Sometimes comfort and security came in odd forms, and she and Cass had snatched onto theirs with both hands.
“Nothing will happen,” Chase agreed, staring straight ahead while his truck idled at the curb. She was afraid to move and startle him out of the semi-trance he’d dropped into. She could almost hear the
but
hanging in the air.
When she didn’t reply, he swung his gaze to hers. “You’ll be safe, all right, because I’m going to be there too.” Her lips parted on a wheeze of breath. “If you intend on playing bigger venues and keeping your whereabouts a secret from those who love you, you need personal security.
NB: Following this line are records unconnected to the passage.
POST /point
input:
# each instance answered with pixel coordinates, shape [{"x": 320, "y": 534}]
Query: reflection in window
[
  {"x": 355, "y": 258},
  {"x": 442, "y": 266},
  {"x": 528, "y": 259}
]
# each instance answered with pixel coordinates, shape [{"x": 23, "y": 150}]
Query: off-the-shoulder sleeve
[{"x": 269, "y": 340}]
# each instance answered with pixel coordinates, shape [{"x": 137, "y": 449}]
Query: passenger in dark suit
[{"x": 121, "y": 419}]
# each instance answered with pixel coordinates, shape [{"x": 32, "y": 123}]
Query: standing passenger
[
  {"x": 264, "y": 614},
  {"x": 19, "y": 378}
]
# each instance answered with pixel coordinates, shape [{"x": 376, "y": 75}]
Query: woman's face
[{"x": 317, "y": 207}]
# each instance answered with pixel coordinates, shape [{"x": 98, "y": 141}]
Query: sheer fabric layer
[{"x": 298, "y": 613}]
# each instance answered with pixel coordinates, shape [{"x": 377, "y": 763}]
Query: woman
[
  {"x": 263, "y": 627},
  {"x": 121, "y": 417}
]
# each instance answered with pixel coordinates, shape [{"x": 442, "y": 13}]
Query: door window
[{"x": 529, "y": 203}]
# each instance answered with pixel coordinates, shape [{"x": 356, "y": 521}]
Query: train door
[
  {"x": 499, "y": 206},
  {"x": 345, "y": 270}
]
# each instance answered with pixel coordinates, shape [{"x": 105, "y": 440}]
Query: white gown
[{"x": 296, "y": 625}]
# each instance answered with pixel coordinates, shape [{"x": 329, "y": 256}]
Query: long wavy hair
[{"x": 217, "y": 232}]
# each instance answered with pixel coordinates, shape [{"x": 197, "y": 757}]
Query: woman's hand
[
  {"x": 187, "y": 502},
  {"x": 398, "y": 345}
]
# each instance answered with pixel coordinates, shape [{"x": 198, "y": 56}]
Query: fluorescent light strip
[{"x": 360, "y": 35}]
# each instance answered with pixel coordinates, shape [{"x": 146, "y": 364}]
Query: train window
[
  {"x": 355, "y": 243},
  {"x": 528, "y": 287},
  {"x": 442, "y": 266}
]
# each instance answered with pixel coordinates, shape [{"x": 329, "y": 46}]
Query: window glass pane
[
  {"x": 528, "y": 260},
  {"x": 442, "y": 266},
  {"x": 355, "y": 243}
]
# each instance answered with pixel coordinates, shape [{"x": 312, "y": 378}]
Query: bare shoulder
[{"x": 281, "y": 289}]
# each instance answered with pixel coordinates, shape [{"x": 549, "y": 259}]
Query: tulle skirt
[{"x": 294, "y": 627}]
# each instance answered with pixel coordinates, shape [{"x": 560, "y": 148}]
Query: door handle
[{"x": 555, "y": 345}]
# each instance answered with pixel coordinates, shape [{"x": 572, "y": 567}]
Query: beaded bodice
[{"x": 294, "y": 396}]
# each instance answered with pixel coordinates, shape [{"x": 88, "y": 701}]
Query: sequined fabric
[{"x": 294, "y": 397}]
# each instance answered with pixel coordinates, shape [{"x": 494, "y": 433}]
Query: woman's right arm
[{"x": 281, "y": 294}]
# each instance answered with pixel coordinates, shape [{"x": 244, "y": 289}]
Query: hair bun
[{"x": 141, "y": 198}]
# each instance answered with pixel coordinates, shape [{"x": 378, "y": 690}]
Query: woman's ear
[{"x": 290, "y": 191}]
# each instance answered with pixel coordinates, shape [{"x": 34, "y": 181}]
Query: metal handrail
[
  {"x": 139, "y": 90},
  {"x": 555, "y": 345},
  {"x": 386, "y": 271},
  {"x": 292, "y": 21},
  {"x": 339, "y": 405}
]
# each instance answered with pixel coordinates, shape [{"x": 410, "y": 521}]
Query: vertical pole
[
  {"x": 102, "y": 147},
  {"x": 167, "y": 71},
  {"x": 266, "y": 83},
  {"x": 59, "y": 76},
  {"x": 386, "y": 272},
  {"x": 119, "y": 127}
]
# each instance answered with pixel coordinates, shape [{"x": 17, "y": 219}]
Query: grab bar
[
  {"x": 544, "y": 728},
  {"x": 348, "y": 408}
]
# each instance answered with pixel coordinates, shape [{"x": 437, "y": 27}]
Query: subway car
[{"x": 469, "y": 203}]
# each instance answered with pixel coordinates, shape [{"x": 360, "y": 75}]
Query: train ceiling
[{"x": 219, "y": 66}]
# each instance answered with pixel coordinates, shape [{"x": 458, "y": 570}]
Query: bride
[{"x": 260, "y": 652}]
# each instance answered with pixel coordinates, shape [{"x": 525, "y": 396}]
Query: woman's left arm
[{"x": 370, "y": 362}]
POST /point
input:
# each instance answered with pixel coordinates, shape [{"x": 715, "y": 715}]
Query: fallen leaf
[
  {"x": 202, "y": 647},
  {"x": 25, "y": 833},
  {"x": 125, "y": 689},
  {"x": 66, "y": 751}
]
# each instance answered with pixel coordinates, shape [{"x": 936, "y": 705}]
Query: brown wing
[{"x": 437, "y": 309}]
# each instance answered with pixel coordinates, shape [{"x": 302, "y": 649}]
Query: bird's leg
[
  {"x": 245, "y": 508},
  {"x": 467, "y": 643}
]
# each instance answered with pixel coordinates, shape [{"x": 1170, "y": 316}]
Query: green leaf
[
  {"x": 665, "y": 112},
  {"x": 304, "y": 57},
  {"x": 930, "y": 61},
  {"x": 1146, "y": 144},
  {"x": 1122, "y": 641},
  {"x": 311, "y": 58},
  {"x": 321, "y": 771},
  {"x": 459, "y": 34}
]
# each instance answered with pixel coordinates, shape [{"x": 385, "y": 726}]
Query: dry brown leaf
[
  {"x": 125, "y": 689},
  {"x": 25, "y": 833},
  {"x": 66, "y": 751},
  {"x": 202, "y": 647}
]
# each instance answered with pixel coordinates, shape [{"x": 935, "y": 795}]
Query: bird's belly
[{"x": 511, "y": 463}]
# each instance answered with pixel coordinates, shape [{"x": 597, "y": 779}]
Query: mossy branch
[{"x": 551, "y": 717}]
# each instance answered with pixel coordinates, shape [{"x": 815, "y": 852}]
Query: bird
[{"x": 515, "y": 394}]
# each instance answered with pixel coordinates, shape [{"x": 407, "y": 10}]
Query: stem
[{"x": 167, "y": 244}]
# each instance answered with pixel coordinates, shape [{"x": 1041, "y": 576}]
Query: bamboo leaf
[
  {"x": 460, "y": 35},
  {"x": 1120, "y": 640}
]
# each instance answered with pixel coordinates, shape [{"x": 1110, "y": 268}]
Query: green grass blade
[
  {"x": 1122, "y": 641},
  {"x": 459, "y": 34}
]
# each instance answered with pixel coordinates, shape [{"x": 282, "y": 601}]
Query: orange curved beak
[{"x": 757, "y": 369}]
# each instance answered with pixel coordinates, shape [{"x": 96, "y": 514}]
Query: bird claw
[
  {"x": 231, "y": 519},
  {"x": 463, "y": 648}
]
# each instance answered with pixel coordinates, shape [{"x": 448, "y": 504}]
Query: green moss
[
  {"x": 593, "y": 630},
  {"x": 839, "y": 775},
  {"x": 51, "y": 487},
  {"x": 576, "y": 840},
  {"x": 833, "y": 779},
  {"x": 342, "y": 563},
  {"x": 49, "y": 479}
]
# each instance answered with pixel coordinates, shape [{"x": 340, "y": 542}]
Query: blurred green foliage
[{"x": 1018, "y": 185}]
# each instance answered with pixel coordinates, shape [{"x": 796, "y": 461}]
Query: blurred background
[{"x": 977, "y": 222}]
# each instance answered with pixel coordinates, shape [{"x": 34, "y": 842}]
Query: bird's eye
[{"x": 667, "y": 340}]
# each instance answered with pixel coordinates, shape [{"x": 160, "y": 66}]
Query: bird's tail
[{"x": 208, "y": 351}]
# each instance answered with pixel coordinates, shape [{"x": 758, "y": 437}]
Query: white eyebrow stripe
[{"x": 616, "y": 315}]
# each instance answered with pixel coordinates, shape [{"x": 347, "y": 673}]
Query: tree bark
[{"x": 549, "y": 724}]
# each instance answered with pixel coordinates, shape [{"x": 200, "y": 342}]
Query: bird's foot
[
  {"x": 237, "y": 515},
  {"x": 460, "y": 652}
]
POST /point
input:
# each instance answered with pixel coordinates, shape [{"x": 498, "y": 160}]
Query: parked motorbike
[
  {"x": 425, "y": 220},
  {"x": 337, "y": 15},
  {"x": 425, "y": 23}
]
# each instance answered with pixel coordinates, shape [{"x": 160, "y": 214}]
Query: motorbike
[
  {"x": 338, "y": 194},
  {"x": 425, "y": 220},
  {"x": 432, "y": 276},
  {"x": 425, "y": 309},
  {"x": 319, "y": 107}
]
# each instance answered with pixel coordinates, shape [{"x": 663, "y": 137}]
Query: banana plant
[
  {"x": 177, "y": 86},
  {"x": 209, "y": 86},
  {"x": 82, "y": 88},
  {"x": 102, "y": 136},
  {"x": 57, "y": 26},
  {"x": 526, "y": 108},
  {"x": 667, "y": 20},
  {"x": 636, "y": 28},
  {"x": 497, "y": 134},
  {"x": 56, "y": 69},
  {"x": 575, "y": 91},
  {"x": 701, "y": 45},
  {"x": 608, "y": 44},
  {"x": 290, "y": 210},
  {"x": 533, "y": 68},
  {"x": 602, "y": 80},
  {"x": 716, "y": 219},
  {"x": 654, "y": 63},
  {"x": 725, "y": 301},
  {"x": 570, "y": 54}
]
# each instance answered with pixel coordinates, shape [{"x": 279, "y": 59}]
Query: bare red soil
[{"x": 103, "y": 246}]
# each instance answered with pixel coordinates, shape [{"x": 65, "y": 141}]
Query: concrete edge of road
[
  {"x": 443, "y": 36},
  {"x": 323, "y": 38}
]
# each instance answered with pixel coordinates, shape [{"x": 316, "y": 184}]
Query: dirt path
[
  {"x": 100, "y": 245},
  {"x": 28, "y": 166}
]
And right now I’m the only man I trust you with.”
He slammed out of the vehicle before she managed to shut her mouth.
Chapter Four
Chase stewed about the situation throughout the weekend and into the following week. It wasn’t as if he had a ton of other things on his plate at the moment, other than going to the occasional AA meeting. Once in a while—not often enough lately—he even went inside rather than returning to his truck. He hadn’t found the right group in the city yet, that was all. Then there were the oh-so-thrilling doctors’ visits and PT and lots of hours spent doing research on his condition online. He didn’t want to have surgery, but more and more it looked like he’d have no choice.